The 100 Most Holy Places On Earth


Gangotri Temple

Gangotri, India

Associated Faiths:


Has some draw on those of other dharmic traditions.


Open to visitors from Akshay Tritiya (April/May) through Diwali (October/November).

Annual visitors: 650,000


The Gangotri Temple is located in a northern Indian town by the same name. It rests in the Greater Himalayan mountain range, at over 10,000 feet. Because of the melting Himalayan snow, and because the town was built on the banks of the Bhagirathi river—one of the two headstreams that merge to create the Ganges—Gangotri is said to be the “origin” or “source” of the river Ganges. The term “Gangotri” means “Ganga going north”—because it is from this small Himalayan town that the Ganges starts and makes its way northward, ending at the Bay of Bengal.

With a temple at its heart, Gangotri is one of four cities which comprise the revered Chota Char Dham Yatra pilgrimage circuit. (“Chota Dham” means “the small four abodes,” and implies that this circuit of four temples are geographically quite close together, relatively speaking.) The four towns and temples in this circuit are Badrinath, Gangotri, Kedarnath, and Yamunotri.

The white marble Gangotri Temple was built in the early 19th century by Amar Singh Thapa, a Nepalese general (often called the “Living Tiger of Nepal”). Severely damaged by an avalanche, the temple had to be rebuilt or repaired within 100-years of its initial construction. Its original builder, Amar, was a builder at heart, responsible for the construction of numerous military forts in various parts of India and Nepal—as well as constructing the Sri Ram Temple and Amar Narayan Temple. While he was a famed warrior in Nepal, he is also known to be a very spiritual man, initially following Hinduism, but later becoming converted to Sikhism—though he never joined the Sikh Khalsa (or army).

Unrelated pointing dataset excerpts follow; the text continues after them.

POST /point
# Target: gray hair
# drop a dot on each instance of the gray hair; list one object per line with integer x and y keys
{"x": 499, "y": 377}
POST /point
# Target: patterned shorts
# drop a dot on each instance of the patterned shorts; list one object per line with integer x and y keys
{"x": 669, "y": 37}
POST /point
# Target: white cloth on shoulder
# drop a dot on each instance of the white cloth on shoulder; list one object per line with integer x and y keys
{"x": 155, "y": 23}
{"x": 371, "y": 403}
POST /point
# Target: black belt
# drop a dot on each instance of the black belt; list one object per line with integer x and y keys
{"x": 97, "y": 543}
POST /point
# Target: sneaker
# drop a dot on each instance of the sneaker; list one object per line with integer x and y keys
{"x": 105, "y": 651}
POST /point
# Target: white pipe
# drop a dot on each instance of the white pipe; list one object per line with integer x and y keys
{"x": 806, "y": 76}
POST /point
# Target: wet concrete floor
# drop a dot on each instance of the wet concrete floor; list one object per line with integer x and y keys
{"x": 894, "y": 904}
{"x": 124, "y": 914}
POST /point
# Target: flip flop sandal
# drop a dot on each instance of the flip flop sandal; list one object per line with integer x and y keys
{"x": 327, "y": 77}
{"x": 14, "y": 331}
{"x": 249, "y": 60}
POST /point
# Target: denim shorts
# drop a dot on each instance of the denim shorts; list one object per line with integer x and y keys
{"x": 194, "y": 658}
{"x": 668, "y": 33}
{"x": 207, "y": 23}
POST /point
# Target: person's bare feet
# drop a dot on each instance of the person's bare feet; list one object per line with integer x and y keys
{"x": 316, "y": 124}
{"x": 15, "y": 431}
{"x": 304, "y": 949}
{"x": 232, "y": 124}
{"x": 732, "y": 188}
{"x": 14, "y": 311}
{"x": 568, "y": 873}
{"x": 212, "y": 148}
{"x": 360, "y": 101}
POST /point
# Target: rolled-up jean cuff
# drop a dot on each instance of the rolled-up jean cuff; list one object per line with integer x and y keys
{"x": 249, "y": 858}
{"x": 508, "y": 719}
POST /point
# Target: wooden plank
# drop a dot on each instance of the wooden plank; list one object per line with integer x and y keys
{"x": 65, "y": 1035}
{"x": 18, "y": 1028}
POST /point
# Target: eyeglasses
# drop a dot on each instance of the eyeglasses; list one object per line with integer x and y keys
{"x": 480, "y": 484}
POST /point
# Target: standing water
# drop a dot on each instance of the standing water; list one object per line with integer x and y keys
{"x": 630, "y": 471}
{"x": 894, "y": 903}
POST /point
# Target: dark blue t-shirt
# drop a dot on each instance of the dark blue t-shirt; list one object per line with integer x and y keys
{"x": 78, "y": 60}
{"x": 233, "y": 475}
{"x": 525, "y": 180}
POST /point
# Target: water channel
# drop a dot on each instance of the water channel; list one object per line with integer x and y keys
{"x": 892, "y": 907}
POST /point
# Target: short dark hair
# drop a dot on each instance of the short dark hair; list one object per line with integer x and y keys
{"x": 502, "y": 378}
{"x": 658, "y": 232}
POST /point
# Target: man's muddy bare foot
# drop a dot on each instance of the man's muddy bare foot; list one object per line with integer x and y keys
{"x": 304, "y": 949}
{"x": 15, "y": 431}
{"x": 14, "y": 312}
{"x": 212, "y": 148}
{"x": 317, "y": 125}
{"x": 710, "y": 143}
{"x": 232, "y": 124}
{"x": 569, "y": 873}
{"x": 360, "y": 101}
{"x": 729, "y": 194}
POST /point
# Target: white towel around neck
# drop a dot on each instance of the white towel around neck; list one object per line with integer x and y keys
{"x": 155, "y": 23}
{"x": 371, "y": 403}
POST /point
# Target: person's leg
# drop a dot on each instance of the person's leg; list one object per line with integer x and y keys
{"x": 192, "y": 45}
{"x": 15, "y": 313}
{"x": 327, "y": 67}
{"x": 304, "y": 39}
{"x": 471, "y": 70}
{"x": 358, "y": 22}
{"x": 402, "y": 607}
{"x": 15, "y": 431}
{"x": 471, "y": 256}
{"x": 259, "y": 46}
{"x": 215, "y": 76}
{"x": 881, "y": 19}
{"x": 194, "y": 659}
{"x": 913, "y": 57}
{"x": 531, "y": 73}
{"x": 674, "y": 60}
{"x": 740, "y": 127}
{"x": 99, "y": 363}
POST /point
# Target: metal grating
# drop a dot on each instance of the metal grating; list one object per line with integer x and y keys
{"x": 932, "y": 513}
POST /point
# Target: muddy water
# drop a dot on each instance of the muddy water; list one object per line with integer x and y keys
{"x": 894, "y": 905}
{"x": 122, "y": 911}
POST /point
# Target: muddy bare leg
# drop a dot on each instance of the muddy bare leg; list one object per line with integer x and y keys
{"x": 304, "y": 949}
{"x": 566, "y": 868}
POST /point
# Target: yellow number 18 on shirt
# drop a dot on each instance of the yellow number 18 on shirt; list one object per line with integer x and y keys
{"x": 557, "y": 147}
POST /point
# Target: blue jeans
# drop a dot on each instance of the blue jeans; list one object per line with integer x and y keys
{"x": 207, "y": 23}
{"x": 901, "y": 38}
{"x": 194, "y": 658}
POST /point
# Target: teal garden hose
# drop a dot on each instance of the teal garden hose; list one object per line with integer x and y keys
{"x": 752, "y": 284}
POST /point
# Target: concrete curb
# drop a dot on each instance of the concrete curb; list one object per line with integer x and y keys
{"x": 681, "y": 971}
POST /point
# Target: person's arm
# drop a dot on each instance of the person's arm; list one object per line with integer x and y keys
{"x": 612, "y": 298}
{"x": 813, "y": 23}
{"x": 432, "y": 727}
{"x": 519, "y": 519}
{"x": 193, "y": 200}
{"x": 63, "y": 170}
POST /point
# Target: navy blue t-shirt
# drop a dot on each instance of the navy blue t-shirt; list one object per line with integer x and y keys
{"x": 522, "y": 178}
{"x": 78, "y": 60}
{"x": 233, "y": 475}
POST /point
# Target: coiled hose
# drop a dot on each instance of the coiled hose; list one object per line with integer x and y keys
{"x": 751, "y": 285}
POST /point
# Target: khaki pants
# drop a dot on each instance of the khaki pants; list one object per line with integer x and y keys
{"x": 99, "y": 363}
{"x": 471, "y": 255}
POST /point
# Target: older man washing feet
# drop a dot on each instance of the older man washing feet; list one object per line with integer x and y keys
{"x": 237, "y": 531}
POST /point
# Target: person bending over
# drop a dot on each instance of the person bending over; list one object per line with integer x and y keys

The Gangotri Temple is dedicated to Ganga Devi, a Hindu goddess, who is believed by Hindus to be the “personality of the Ganges River.” Because of its association with her, the Ganges River is considered sacred—the most holy of any river in the world. Though there are many temples dedicated to the “mother of humanity” (Ganga Mata), the Gangotri Temple is the highest in elevation of all temples dedicated to Ganga.

Religious Significance

Gangotri and its temple are major pilgrimage sites in northern India. While the town has barely more than 100 residents (approximately 90% of which are men), it is actually a rather crowded town for 6-months out of every year. The temple is the primary draw. During the half of the year where the weather allows accessibility to this holy site, it is flooded with faithful pilgrims who wish to worship the goddess Ganga at this most important shrine. A visit to the Gangotri Temple is considered an auspicious event for Hindus, and it is karma remitting as well.

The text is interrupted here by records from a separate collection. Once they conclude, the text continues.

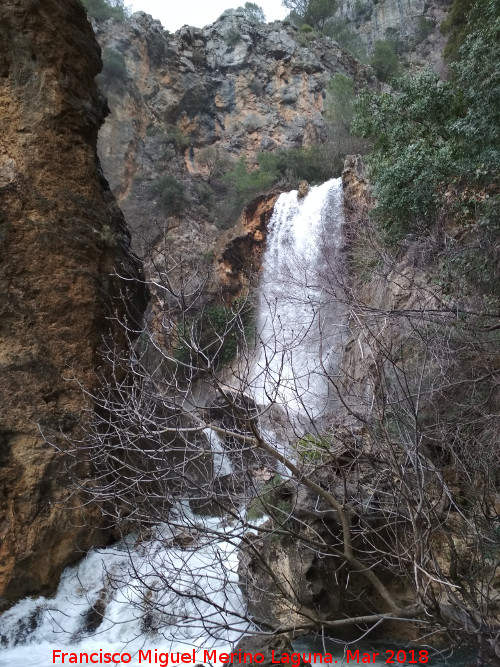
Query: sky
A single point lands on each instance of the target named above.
(175, 13)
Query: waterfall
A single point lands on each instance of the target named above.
(298, 319)
(104, 601)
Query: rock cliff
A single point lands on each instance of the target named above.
(411, 25)
(62, 238)
(235, 88)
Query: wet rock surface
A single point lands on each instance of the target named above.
(62, 238)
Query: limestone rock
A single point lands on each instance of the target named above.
(62, 238)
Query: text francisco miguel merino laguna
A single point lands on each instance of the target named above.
(157, 657)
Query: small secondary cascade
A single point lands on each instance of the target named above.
(298, 320)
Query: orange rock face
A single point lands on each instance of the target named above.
(61, 239)
(239, 251)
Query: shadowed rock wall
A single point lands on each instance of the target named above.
(61, 238)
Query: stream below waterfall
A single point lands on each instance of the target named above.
(106, 600)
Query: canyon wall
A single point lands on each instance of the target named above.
(235, 88)
(62, 238)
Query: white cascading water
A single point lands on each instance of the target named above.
(296, 323)
(298, 320)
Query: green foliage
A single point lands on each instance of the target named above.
(339, 104)
(253, 12)
(319, 11)
(170, 194)
(384, 60)
(339, 30)
(314, 13)
(236, 186)
(437, 144)
(100, 10)
(210, 339)
(410, 155)
(274, 499)
(114, 68)
(232, 36)
(425, 27)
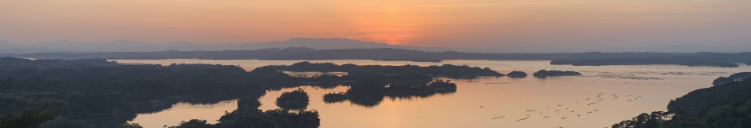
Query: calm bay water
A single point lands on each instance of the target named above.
(530, 102)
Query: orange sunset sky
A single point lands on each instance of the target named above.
(435, 23)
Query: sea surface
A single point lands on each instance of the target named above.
(487, 102)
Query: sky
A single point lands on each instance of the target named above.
(428, 23)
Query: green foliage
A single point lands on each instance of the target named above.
(30, 118)
(723, 106)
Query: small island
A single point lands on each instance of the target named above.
(370, 94)
(446, 70)
(517, 74)
(297, 99)
(546, 73)
(732, 78)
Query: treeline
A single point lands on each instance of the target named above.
(723, 106)
(99, 93)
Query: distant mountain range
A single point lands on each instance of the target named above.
(391, 54)
(129, 46)
(337, 43)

As the source from whence the Ganges starts, the Gangotri Temple is also the seat of the goddess Ganga. According to Hindu tradition, King Bhagiratha wanted Ganga to send the waters from heaven down to the earth, as he wanted those sacred waters to purify the remains of the sons of his great-grandfather. Ganga explained to the king that if she allowed the heavens to open and the water to flow freely down to earth, the force of the waters would destroy the planet. So, the king petitioned Lord Shiva to allow the waters to fall from heaven onto his head, and from there to trickle down to the earth, thus eliminating the force of the waters and their potential damage to the earth. Shiva agreed to do so. He sat in meditation as the waters poured out of the heavens—and the extremely loud Sahasradhara Falls (in Gangotri) are believed to be where he received those sacred heavenly waters. It was through the coils of Shiva’s hair that the water made its way to the earth.

Since the Ganges River really is the lifeline of India, providing water for crops, animals, and people, it is viewed as incredibly holy. It is itself a living, breathing, moving god (in the minds of traditional Hindus). And if the Ganges is the most sacred of all rivers, the head of the Ganges (i.e., the town of Gangotri and its holy Hindu temple) is equally sacred. Whereas the goddess Ganga Devi is the “mother of humanity,” the Gangotri Temple is the umbilicus through which she dispenses her life giving and life sustaining water to the subcontinent of India.

All of this makes the Gangotri Temple a most sacred pilgrimage site. While every practicing Hindu hopes to make at least one pilgrimage to the Ganges, if not many, during their lifetime; one of the most powerful places to make that pilgrimage would be Gangotri. For faith-filled Hindus, this holy city is the source of the Ganges and the seat of its karma remitting goddess.